Tengo lo que
tengo y nada más, pese a que ciertas veces mi mente trepide afligida entre la
consolación y el llamado desconsuelo. Pero lo más curioso, es que nada en el
mundo sustituye a la constancia.
Siento que por
veces me duelen las sienes, no a causa de cualquier achaque, sino por una angustia
que se origina en mi constante búsqueda por ese precario equilibrio que intenta
fluctuar como nube lánguida entre remordimientos viejos que en su momento han
quedado incrustados como reliquias que alguien engarzó en mi mente.
No es de dudar
entonces, que mis raciocinios insistan en conducirme al sacrificio, pero doy
gracias a ese menudo salvavidas que poseen mis sentimientos, y con él me evado como
puedo de esa libación, para de a poco emerger del pozo como un náufrago empapado
por tímidos sudores de dolor.
Anhelo lograr un
día estrechar un entendimiento que sea definitivo con mis sordas voces
internas; pero, mientras tanto, cargo con ellas por el mundo, sintiéndome un
poco desolado, ya que ansío verdades y no reflejos, de los hechos y aun no
desechos, de esas presencias fantasmales, retratos nebulosos y a la vez espejo
de lo que vieron un día y de lo que ya no está, pero que me siguen y persiguen
y, si bien estos no resultan una compañía clamorosa, de poco y nada me sirven
sus parodias de muerte.
En suma, he
logrado darme cuenta, quizá no a tiempo, que únicamente la constancia y la
decisión lo consiguen todo.
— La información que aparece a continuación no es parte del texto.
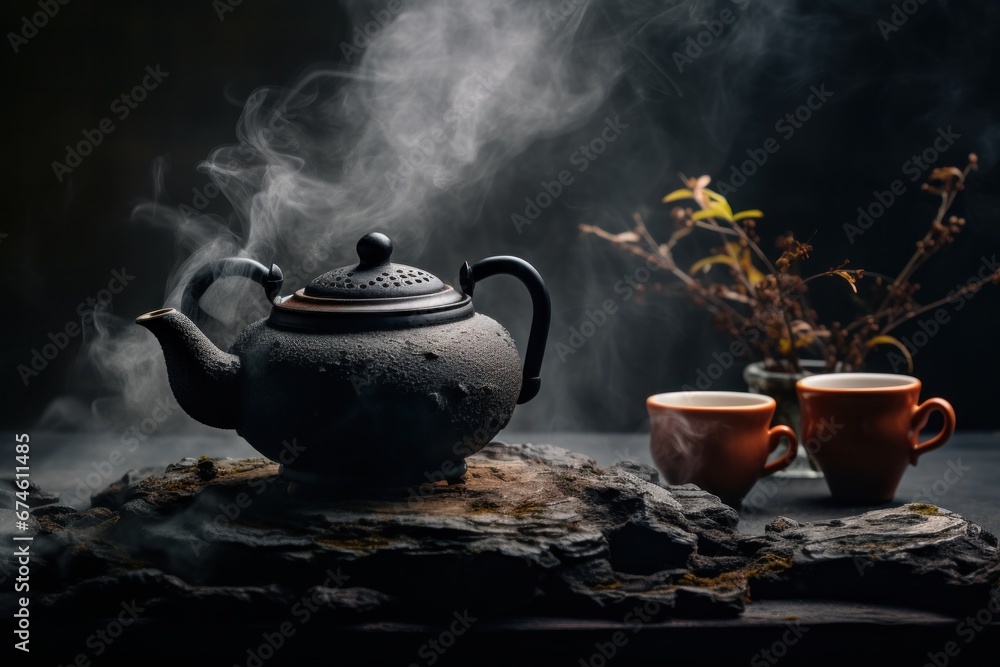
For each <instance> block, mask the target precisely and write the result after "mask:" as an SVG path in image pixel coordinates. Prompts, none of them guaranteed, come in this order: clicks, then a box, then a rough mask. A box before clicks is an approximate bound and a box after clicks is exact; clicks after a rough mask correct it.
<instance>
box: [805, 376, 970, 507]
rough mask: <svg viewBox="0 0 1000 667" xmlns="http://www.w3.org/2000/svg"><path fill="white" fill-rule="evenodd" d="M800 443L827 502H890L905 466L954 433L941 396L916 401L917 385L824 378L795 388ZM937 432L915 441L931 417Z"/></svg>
mask: <svg viewBox="0 0 1000 667" xmlns="http://www.w3.org/2000/svg"><path fill="white" fill-rule="evenodd" d="M795 388H796V391H797V392H798V395H799V405H800V407H801V408H802V441H803V442H805V443H807V447H809V449H810V452H811V453H812V455H813V456H814V457H815V458H816V462H817V463H819V467H820V469H821V470H822V471H823V475H824V476H825V477H826V483H827V486H829V487H830V493H832V494H833V497H834V498H837V499H840V500H845V501H849V502H857V503H880V502H887V501H890V500H892V498H893V496H894V495H895V494H896V487H898V486H899V480H901V479H902V478H903V473H904V472H905V471H906V464H907V463H911V464H913V465H917V458H918V457H919V456H920V455H921V454H923V453H924V452H929V451H930V450H932V449H935V448H937V447H940V446H941V445H943V444H944V443H945V442H947V441H948V438H950V437H951V435H952V434H953V433H954V432H955V410H954V409H953V408H952V407H951V404H950V403H948V401H946V400H944V399H943V398H929V399H927V400H926V401H924V402H923V403H920V380H918V379H917V378H914V377H910V376H908V375H894V374H891V373H827V374H823V375H811V376H809V377H807V378H804V379H802V380H799V381H798V382H797V383H796V384H795ZM935 410H937V411H938V412H940V413H941V416H942V417H944V426H943V427H942V428H941V431H940V432H939V433H938V434H937V435H936V436H934V437H933V438H931V439H930V440H928V441H926V442H919V441H918V438H919V435H920V429H922V428H923V427H924V426H925V425H926V424H927V419H928V417H930V414H931V412H934V411H935Z"/></svg>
Esto se debe a que el talento no es capaz de sustituirlo,
pues nada es tan corriente como los inteligentes frustrados que nos circundan. El
genio tampoco lo es, ya que resulta ser típico el caso de los genios ignorados
que con pasos errantes deambulan por el mundo. Ni siquiera la educación está
capacitada para sustituir a la constancia, ya que el universo está lleno de
fracasados bien educados.
Dejando de
lado esas continuaciones, logré convertirlas en trazos lineales del tiempo,
imitación de lo inimitable, y siento que hoy ya estoy más lejos, y más seguro.